My body was heavy with exhaustion, but my mind raced…

the ceiling, the collapse, the split-second decisions that determined who walked out and who didn't. I stared into the darkness, willing sleep to come, trying not to think about her dark, intelligent eyes.

When sleep finally dragged me under, it wasn't the peaceful oblivion I needed.

I was back at the warehouse, five years ago, with smoke so thick I could barely see my hand in front of my face. The radio crackled at my shoulder.

"Crawford, where are you? I got a victim, east side, but the floor's going." Reggie's voice was tight with urgency.
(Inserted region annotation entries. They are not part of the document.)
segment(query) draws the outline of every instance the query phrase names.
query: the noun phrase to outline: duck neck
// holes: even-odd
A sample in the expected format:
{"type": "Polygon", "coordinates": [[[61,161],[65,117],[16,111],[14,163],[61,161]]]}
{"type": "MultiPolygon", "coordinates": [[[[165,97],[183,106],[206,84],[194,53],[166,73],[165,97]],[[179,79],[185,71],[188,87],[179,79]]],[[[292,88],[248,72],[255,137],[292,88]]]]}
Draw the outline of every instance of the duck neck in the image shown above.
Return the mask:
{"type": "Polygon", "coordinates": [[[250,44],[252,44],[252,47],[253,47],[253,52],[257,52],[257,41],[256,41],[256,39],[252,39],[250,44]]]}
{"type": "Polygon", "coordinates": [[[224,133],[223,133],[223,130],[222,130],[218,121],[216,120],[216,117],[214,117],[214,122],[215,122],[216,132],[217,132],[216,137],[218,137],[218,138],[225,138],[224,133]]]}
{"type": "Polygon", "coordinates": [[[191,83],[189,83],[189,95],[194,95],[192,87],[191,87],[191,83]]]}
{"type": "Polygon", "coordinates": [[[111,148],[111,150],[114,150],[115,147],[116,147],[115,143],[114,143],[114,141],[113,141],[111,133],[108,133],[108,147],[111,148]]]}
"Coming to you. Hold position," I responded, already moving toward him.

The heat was unbearable, even through my turnout gear. Sweat poured down my face inside my mask, stinging my eyes. The smoke cleared for a split second, and Reggie, supporting a semiconscious man, looked my way.

"Hurry, man. This shit's about to go."

I was almost there, just a few more steps, when the sound came — the terrible groan of metal and wood giving way. Reggie's eyes widened in recognition of what was coming.

"Liam—"

The floor collapsed beneath him in a shower of sparks and debris. I lunged forward, arm outstretched, fingers grasping at air where my best friend had been standing seconds before.

"Reggie!"

The scene shifted, and suddenly, I was in the house on Long Street, carrying Gisselle down the hallway. Reggie was standing there, his face accusatory.

"You didn't save me," he accused as flames engulfed him.

I tried to go back for him, but my feet were rooted to the floor. Gisselle's weight in my arms became impossibly heavy. Then the ceiling gave way…

I jerked awake with a gasp, sheets twisting around my sweat-soaked body. For a moment, I didn't know where I was. The smoke was so vivid I thought I was still in the fire.

"Fuck!" My breaths were ragged until reality slowly filtered back in.

I swung my legs over the side of the bed and dropped my head into my hands. The digital clock on my nightstand read 2:23 a.m. Too early to get up, yet too late to hope for any decent sleep before my shift. Story of my fucking life.